逆グラフィックスは、画像を編集可能な3Dシーンとして再構成し、レンダリング、再照明、操作を可能にする長年の課題であり、非常に制約の少ない問題である。本研究では、事前学習された視覚言語モデル（VLM）が、特殊な2Dまたは3D基盤モデル、微分可能レンダリング、多視点監視に依存することなく、単一画像から直接、編集可能なBlenderプログラムとしてシーンを再構成することで、実行可能な逆グラフィックスを遂行できるかどうかを調査する。我々は、Staged Executable Inverse Graphics（SEIG）を導入する。これは、エージェントベースのフレームワークであり、単一画像から3Dシーンを再構成するために、形状、マテリアル、構成、照明といったシーンの要素を、実行可能なBlenderコード空間内で段階的に精緻化する。我々は、ピクセルレベル、知覚的、意味的忠実度にわたる様々な再構成指標を用いて、多様なシーンで本フレームワークを評価する。実験結果から、段階的再構成が再構成の忠実度を大幅に向上させることが示され、汎用VLMによる実行可能逆グラフィックスにおけるタスク分解の重要性が明らかになった。最後に、再構成された編集可能なBlenderシーンによって可能となる様々な下流アプリケーションを紹介する。

English

Inverse graphics is a longstanding and highly underconstrained problem that seeks to reconstruct images as editable 3D scenes which can be rendered, relit, and manipulated.

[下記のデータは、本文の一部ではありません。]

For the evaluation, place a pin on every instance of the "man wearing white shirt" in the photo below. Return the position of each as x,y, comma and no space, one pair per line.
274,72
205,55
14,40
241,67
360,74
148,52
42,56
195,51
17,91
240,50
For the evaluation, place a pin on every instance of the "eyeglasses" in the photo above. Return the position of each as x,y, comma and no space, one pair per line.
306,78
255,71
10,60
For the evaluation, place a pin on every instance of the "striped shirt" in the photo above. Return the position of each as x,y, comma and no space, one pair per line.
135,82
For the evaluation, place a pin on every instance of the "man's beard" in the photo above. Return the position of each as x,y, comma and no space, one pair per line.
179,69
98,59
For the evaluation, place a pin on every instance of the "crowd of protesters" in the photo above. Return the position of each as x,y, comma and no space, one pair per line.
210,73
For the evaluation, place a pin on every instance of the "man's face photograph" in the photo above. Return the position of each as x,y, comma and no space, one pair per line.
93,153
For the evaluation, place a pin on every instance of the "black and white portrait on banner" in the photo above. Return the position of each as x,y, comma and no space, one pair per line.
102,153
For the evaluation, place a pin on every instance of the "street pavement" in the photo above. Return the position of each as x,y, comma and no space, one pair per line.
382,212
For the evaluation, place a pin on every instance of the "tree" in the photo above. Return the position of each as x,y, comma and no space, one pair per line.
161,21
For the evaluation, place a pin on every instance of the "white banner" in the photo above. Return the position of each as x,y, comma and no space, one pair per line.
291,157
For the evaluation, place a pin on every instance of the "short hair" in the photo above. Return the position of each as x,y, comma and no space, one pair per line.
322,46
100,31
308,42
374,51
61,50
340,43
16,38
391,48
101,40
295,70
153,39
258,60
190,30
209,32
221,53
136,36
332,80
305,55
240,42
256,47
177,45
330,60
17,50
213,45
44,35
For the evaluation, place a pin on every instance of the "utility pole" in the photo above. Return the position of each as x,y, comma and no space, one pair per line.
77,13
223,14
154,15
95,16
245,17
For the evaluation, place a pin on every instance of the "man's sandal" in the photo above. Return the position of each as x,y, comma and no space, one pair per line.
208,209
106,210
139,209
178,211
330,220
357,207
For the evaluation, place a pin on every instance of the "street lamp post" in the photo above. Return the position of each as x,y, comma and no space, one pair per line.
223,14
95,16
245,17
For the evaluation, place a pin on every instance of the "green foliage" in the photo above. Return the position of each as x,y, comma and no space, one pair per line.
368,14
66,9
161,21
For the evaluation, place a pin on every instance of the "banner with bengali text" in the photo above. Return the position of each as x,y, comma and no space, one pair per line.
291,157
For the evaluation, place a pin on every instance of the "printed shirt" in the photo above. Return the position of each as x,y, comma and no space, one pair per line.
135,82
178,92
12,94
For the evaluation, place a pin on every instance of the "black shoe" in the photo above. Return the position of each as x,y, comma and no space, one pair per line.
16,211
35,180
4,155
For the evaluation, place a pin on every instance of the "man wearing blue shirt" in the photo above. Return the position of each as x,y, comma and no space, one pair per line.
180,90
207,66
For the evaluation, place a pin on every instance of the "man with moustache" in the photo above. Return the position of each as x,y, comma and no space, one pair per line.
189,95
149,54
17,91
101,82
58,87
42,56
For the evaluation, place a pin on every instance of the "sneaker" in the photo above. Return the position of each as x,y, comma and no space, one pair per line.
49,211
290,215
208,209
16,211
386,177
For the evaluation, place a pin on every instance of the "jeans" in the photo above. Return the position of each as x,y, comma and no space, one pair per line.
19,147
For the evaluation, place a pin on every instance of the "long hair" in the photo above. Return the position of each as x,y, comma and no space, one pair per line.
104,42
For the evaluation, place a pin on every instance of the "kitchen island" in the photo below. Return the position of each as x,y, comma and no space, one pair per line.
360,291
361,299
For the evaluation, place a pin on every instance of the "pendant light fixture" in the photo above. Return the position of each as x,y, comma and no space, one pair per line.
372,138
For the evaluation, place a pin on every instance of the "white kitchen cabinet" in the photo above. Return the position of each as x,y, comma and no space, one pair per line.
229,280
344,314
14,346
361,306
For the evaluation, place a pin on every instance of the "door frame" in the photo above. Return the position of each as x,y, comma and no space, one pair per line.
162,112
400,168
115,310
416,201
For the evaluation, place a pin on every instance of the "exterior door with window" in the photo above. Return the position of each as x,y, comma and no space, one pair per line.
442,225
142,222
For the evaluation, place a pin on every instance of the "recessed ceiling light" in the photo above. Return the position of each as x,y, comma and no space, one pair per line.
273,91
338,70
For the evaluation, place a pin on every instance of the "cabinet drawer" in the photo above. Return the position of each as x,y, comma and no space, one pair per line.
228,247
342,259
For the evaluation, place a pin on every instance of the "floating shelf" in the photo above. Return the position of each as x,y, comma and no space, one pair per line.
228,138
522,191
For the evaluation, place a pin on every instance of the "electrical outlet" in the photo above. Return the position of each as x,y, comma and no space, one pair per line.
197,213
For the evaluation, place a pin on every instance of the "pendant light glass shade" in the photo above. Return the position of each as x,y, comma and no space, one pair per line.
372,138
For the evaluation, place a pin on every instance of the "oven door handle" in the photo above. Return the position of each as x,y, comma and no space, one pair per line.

In this work, we investigate whether pretrained vision-language models (VLMs) can perform executable inverse graphics directly from a single image by reconstructing a scene as an editable Blender program, without relying on specialized 2D or 3D foundation models, differentiable rendering, or multi-view supervision. We introduce Staged Executable Inverse Graphics (SEIG), an agentic framework that reconstructs a 3D scene from a single image by progressively refining scene factors including geometry, materials, composition, and lighting directly in executable Blender code space. We evaluate our framework across diverse scenes using a range of reconstruction metrics spanning pixel-level, perceptual, and semantic fidelity. Our experiments show that staged reconstruction substantially improves reconstruction fidelity, highlighting the importance of task decomposition for executable inverse graphics with general-purpose VLMs. Finally, we showcase various downstream applications enabled by the reconstructed editable Blender scenes.